In this study, there was a 30-day mortality of 0.0 %, a hospitalization mortality of 1.0 %, and a one-year mortality of 2.0 %. There were 2 patients who did not benefit from SG. One patient with a preoperative BMI of 50.5 kg/m2 first lost weight after SG, but his weight eventually increased to a higher level than before SG (59.7 kg/m2 by the end of the follow-up). An insufficient change in food patterns and intake of high-calorie foods appeared to be the cause. The other patient, with a preoperative BMI of 55.5 kg/m2, died after a prolonged course with various complications on day 73 after SG. One other multimorbid patient with a preoperative BMI of 68.0 kg/m2 died 10 months postoperatively. A causal relationship with SG was excluded after consultation with the family doctor.

The definitive success rate for SG in this study was 98.0 %, with a mortality of 1.0 % and a non-responder rate of 1.0 %. Twenty-five percent of the patients in this study required a second operation via a two-stage procedure for further weight loss.

Nutritional deficits after LSG are rarely evaluated. In postoperative course there is no suggestion for vitamin supplementation. Evidence based data on necessity of supplementation after SG does not exist in literature. After evaluating nutritional deficiencies, there is no need for supplementation after SG, although preoperative existing deficits should be supplemented. Laboratory parameters should be monitored regularly to detect early nutritional deficiencies and to initiate appropriate therapies.

Vitamin B12 levels were in the lower third of the reference range during supplementation. Therefore, it is likely that without supplementation, vitamin B12 deficiencies would have occurred. Therefore, a general vitamin B12 supplementation is advisable to avoid pernicious anemia and to prevent neuropathic pain.

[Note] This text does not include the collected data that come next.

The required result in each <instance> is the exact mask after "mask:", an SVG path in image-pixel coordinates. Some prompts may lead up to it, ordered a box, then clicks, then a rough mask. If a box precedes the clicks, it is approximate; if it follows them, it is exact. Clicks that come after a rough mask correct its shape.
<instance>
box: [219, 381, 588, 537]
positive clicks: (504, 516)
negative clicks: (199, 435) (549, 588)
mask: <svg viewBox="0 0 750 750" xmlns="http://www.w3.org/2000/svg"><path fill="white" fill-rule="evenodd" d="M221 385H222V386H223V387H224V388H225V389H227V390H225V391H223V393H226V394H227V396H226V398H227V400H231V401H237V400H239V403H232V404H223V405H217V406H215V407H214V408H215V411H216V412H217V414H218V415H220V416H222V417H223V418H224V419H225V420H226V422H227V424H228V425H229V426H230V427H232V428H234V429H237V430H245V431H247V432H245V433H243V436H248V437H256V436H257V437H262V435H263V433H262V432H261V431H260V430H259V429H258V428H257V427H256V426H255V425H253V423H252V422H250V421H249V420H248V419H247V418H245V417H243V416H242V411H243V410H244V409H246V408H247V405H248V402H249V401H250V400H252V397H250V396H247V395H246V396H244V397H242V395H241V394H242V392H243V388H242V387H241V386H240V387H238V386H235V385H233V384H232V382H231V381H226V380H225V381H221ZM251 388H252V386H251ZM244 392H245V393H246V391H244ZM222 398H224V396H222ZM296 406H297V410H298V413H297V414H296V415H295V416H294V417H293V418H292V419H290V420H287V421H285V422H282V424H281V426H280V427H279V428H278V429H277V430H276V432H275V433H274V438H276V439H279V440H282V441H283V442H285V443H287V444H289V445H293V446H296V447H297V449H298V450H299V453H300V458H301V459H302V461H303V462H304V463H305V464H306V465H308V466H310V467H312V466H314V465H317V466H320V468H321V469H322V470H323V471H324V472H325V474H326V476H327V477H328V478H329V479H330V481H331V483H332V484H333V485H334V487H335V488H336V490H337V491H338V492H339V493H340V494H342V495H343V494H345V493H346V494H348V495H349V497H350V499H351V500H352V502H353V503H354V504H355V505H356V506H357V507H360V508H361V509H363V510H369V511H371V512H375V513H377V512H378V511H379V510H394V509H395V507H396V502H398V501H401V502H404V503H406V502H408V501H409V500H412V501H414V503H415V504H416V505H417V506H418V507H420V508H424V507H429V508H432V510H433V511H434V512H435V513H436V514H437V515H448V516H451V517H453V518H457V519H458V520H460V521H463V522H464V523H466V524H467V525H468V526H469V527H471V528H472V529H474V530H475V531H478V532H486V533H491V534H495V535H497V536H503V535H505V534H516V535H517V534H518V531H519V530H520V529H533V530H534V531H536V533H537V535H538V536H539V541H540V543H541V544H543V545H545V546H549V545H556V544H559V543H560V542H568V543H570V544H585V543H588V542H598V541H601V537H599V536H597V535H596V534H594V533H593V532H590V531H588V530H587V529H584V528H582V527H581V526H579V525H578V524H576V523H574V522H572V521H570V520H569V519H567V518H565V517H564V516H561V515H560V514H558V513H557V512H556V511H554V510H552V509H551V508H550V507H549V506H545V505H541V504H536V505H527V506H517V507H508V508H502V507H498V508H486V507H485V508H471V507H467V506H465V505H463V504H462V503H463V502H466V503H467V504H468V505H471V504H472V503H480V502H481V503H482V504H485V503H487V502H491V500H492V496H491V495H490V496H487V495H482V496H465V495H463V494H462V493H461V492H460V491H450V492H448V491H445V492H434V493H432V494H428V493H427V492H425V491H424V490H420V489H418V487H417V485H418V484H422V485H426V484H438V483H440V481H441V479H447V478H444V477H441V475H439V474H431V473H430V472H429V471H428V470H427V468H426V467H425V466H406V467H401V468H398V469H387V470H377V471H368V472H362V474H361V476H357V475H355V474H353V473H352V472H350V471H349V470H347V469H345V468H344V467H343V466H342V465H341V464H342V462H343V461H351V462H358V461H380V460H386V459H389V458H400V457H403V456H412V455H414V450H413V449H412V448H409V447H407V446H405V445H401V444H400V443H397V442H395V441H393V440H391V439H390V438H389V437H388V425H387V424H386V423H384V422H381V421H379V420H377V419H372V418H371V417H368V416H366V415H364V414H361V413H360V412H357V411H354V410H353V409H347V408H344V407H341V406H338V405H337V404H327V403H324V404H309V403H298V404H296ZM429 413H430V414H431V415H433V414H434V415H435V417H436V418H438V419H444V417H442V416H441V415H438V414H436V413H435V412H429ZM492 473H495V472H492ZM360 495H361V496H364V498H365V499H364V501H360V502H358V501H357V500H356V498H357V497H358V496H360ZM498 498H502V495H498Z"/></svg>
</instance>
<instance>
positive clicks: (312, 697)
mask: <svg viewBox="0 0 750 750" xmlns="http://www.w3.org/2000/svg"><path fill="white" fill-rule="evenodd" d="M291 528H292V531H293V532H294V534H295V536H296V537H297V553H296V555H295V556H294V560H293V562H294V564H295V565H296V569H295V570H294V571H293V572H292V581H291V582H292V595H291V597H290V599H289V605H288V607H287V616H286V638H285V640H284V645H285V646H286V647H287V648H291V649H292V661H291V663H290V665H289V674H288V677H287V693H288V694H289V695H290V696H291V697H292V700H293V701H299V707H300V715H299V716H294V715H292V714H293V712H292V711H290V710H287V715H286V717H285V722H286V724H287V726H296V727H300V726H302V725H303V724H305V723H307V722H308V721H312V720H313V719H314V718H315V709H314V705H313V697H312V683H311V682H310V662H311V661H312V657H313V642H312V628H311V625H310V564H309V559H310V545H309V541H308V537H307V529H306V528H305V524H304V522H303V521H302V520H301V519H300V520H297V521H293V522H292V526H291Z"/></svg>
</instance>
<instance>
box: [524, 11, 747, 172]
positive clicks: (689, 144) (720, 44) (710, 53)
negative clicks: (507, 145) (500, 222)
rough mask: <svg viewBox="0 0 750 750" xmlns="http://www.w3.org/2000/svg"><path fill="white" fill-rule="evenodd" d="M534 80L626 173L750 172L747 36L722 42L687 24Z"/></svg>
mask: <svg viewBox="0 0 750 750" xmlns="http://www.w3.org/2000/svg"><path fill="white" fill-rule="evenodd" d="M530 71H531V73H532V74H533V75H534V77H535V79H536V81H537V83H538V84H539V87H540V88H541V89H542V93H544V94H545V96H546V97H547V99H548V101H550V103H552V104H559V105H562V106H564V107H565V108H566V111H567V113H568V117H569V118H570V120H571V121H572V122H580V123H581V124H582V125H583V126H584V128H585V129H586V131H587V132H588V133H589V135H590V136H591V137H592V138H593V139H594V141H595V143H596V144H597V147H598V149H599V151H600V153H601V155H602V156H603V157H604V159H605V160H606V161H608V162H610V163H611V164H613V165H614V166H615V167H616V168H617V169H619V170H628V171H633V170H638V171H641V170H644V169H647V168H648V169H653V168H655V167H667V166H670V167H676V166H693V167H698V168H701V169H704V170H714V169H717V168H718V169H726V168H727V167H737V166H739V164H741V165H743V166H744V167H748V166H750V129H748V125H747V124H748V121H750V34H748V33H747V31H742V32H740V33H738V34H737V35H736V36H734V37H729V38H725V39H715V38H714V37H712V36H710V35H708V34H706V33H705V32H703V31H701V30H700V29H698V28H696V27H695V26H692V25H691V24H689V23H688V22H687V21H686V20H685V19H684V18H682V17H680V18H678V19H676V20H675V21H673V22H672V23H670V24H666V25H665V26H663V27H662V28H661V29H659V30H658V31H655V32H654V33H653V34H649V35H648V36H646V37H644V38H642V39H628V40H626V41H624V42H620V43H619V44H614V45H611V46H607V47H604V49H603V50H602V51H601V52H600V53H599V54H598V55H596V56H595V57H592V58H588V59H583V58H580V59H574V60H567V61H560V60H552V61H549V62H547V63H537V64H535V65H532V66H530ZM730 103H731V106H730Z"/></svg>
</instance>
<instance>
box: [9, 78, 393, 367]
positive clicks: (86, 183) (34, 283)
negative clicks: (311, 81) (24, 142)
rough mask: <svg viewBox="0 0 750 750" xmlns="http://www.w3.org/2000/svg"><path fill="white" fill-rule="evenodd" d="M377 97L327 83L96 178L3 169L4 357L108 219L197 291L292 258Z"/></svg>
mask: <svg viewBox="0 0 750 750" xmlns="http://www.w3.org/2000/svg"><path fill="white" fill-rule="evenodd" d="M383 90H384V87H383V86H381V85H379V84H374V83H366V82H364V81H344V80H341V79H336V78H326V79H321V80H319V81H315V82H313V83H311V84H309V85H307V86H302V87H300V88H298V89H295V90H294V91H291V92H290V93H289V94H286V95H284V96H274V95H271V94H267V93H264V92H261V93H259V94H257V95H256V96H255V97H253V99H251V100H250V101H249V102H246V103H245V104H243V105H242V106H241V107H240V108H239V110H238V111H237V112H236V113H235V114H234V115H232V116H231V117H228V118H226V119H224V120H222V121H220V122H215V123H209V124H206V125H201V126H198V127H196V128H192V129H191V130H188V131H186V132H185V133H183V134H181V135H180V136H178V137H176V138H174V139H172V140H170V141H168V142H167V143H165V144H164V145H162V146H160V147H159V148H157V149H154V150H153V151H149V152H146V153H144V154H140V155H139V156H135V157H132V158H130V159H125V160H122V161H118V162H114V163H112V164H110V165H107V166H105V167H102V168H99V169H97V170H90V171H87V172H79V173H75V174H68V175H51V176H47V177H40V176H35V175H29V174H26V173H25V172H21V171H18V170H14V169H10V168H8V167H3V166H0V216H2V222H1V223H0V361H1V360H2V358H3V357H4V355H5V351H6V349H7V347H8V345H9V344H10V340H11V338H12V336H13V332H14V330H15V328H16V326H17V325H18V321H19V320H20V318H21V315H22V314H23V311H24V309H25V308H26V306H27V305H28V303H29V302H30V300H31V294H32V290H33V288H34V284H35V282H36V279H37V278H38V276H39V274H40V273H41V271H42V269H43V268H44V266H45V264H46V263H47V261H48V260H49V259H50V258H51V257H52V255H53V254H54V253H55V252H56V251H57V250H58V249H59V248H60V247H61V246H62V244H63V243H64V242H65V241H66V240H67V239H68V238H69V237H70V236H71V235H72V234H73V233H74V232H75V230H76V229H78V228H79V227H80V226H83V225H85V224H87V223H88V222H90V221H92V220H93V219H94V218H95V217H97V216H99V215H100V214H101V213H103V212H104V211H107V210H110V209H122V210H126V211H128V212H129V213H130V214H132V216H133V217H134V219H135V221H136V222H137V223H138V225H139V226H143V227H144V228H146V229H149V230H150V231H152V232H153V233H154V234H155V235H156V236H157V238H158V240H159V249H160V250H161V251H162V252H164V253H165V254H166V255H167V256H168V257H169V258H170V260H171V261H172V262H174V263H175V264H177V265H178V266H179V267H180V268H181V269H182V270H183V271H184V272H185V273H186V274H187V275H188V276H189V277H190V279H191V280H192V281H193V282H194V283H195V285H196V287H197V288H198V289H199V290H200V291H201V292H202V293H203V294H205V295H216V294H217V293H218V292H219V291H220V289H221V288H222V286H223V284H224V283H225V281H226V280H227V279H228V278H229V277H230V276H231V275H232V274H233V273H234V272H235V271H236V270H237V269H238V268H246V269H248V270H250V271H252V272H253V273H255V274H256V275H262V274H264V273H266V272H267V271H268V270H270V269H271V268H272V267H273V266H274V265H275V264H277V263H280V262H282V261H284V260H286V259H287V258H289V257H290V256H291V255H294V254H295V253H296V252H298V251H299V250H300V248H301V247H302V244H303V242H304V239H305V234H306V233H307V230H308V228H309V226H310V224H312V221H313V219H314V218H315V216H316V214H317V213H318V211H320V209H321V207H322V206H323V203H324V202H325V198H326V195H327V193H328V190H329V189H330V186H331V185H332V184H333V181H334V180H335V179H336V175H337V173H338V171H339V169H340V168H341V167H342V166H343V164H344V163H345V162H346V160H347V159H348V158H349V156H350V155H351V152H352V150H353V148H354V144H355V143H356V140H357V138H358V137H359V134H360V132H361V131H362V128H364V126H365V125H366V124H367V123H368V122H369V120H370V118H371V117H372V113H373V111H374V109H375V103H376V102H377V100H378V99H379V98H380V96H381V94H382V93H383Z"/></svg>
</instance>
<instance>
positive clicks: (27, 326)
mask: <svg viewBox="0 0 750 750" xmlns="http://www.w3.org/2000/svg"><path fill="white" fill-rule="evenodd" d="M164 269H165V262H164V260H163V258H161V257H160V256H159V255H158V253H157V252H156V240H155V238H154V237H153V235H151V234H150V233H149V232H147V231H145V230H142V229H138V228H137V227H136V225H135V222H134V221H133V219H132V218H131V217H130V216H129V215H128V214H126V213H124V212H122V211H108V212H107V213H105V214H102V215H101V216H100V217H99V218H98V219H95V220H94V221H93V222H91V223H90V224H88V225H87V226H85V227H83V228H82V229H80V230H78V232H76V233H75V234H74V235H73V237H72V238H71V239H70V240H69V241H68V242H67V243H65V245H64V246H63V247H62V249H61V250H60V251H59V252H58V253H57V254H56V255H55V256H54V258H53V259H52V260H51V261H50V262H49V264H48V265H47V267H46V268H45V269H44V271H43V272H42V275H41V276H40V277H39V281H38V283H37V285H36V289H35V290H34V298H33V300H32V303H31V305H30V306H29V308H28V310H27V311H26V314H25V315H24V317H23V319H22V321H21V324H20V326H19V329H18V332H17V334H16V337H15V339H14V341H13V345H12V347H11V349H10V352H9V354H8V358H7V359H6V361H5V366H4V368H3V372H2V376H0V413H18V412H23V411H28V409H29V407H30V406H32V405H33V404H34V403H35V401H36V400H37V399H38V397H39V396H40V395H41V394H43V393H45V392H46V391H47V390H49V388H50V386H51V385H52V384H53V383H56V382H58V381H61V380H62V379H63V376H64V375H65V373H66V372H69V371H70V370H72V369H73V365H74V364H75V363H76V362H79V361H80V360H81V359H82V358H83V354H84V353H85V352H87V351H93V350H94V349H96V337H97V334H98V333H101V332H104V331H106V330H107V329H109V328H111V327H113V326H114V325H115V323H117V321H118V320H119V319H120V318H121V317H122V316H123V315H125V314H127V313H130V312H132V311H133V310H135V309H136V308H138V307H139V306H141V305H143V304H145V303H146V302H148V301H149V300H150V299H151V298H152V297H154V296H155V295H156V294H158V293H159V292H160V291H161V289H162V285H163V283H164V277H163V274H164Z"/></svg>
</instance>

Patients with deficiencies in albumin, vitamin D or calcium have a higher risk of developing osteoporosis; therefore, it is recommended that appropriate supplementations be initiated, even if the concentrations of these parameters are only slightly decreased. PTH levels should be determined to diagnose secondary hyperparathyroidism.

Based on to parameters, iron supplementation should be initiated similar to the supplementation of folic acid. Moreover, supplementation of zinc should be based on symptoms (hair loss, immune deficiency, dry skin). Medication of zinc and calcium should be suggested to intake at different times, because zinc reduces calcium absorption. Supplementation of selenium is not generally necessary because postoperative deficiencies normalize on their own without supplementation, and an adequate, varied food intake seems to be sufficient. Regular determination of laboratory parameters should be performed 6 months after the operation and semiannually thereafter; if the patient's weight stabilizes, laboratory parameters should be determined once a year.